The other instance happened in the second grade. My teacher was an old angry spinster who always demanded quiet. When one of the more popular students, an actual teacher's pet got yelled at, I knew the year would not go well. It happened in late November, toward the end of the day, my teacher was up to her old tricks yelling for quiet and demanded that no one say a word! She snapped at her pet practically bringing her favorite to tears. I felt bad for my fellow student, yet I had my own problem at that moment: I needed to relieve myself. I sat in fear knowing that the teacher demanded that nobody say a word - to me meaning one could not even ask to go to the lavatory. So I kept looking at the clock hoping I could last until the bell would ring all the while holding in that which needed to come out. My calculations fell short. The bell would not ring until well after my teacher discovered the puddle under my desk. "YOU MUST BE SICK! go to the nurse right now!" was her reaction and I removed my tearful self from the room and headed for the main office that housed the nurse's station. I sat there until the bell rang and then was dismissed to go catch my bus home all the time crying. When my brother asked why I was crying, someone offered a reason, "he's obviously crying because President Kennedy was shot!" I did not offer a correction as the reason for my crying since at least I now had a legitimate reason and not an embarrassing one upon which to rely. The day President Kennedy was assassinated will always be remembered as a national humiliation, but for me it was also a personal humiliation...

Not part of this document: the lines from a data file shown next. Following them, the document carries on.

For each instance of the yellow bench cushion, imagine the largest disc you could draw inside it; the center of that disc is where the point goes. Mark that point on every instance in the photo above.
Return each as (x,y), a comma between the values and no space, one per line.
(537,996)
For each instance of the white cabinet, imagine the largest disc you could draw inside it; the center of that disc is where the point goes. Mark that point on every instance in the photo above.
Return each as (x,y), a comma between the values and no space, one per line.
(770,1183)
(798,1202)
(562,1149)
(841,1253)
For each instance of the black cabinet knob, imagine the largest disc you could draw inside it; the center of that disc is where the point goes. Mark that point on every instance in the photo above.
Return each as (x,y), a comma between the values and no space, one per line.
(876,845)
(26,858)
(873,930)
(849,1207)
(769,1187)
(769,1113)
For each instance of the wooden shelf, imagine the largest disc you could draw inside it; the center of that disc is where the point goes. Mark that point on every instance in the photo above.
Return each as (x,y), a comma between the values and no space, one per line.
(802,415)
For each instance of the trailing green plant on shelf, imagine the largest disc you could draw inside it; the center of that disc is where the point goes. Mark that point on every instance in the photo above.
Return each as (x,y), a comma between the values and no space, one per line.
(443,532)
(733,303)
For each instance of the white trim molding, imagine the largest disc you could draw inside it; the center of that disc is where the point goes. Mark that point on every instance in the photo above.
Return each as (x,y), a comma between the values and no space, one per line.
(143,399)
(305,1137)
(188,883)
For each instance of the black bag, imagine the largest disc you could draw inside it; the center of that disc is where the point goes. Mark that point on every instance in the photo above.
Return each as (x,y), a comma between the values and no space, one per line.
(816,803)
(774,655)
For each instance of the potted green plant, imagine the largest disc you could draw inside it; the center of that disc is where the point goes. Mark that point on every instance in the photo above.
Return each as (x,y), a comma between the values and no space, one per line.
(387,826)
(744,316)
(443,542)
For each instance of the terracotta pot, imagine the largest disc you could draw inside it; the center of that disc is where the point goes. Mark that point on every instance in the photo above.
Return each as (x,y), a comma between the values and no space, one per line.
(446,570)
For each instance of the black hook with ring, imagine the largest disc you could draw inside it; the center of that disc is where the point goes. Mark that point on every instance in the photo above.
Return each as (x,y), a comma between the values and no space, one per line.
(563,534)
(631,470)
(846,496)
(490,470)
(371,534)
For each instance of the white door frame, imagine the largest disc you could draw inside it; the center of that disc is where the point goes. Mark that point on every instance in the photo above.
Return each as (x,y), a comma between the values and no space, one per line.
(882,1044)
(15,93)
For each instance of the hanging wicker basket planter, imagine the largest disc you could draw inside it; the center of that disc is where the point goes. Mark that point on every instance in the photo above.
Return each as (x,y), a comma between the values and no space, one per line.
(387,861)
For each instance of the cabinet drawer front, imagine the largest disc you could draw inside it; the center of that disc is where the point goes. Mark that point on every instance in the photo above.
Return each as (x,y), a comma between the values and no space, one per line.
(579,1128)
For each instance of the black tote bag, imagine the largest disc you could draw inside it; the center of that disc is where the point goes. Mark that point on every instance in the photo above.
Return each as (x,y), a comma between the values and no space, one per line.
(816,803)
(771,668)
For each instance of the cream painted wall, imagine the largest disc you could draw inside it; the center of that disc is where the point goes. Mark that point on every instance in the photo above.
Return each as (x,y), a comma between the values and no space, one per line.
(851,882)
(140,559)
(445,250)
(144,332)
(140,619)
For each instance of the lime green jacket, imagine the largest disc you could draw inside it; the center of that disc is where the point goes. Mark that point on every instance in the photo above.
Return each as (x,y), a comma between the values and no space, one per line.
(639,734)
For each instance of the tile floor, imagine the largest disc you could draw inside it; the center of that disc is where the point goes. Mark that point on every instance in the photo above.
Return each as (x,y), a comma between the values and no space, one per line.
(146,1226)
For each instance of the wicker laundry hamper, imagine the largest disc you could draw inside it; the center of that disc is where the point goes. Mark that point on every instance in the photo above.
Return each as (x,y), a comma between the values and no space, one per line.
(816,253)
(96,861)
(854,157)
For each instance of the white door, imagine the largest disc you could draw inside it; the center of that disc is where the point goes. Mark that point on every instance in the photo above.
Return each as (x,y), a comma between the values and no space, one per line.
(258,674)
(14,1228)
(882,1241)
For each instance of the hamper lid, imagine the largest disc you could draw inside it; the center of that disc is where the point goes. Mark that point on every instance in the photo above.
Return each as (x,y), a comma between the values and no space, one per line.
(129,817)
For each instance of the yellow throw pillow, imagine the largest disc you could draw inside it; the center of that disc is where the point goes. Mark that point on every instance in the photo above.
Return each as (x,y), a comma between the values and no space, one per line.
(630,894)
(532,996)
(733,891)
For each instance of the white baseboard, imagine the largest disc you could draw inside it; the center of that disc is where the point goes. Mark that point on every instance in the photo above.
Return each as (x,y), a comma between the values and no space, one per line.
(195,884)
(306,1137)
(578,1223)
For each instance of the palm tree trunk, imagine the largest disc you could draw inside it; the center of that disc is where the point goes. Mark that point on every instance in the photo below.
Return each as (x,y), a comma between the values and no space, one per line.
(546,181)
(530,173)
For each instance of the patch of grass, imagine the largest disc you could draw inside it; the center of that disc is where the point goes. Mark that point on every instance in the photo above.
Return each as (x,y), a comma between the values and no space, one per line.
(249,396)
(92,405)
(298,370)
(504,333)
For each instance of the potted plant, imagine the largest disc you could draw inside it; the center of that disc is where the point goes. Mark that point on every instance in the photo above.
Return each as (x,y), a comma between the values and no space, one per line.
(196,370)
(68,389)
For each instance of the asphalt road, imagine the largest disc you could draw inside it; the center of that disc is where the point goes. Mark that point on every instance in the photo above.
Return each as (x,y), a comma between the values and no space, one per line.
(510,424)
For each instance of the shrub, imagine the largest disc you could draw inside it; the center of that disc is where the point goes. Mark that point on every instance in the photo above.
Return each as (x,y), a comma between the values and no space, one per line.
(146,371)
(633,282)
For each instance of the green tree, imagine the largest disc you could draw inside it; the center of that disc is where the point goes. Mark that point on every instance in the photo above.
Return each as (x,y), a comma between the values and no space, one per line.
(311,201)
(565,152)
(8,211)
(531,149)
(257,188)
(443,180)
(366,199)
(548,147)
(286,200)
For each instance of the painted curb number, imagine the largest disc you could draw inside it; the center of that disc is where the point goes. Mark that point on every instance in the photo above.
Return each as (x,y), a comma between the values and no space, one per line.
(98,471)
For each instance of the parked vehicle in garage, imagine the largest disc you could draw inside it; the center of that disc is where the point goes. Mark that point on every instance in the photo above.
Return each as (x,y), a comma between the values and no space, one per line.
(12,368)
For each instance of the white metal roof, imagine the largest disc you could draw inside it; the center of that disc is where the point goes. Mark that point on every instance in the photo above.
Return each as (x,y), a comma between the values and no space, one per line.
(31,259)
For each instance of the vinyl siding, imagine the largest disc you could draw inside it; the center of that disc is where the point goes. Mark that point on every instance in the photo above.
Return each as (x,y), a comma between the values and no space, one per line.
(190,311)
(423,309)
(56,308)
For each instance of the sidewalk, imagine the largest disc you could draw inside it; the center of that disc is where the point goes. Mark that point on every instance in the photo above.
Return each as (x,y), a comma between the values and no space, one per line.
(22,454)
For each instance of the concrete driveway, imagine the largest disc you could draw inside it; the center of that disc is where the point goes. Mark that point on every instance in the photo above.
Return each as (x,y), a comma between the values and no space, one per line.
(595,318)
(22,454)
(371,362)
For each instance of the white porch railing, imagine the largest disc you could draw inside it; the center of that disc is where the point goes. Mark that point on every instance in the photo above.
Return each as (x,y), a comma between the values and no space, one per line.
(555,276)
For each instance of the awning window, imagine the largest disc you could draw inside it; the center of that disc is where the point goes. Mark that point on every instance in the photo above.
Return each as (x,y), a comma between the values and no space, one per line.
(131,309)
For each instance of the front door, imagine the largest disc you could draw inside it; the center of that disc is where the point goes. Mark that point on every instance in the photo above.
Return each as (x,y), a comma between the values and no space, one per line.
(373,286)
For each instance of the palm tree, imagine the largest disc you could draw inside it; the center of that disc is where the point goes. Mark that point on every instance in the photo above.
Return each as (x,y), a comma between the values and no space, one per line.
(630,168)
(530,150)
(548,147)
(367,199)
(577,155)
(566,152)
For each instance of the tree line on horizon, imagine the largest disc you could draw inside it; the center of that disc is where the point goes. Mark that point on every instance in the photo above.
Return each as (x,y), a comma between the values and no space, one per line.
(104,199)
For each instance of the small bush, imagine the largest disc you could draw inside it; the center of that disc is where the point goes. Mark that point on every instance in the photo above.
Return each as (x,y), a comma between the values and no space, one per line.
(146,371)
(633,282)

I remember that after my third grade year, my parents celebrated with a swim party. My third grade teacher was invited with her family. I felt quite embarrassed that my teacher came to our house. It wasn't until years later that my parents explained to me that they wanted to express their appreciation to her for helping me have a successful year. They explained that I was very shy and timid after living in New York and that they were frightened that I would never come out of my 'shell'. They were grateful that my teacher took a special interest in my development and enabled me to have a very successful year.
She created a safe, enthusiastic atmosphere of discovery and friendship; there was no fear, no apprehension, no embarrassment: it was of the classroom John Holt had advocated.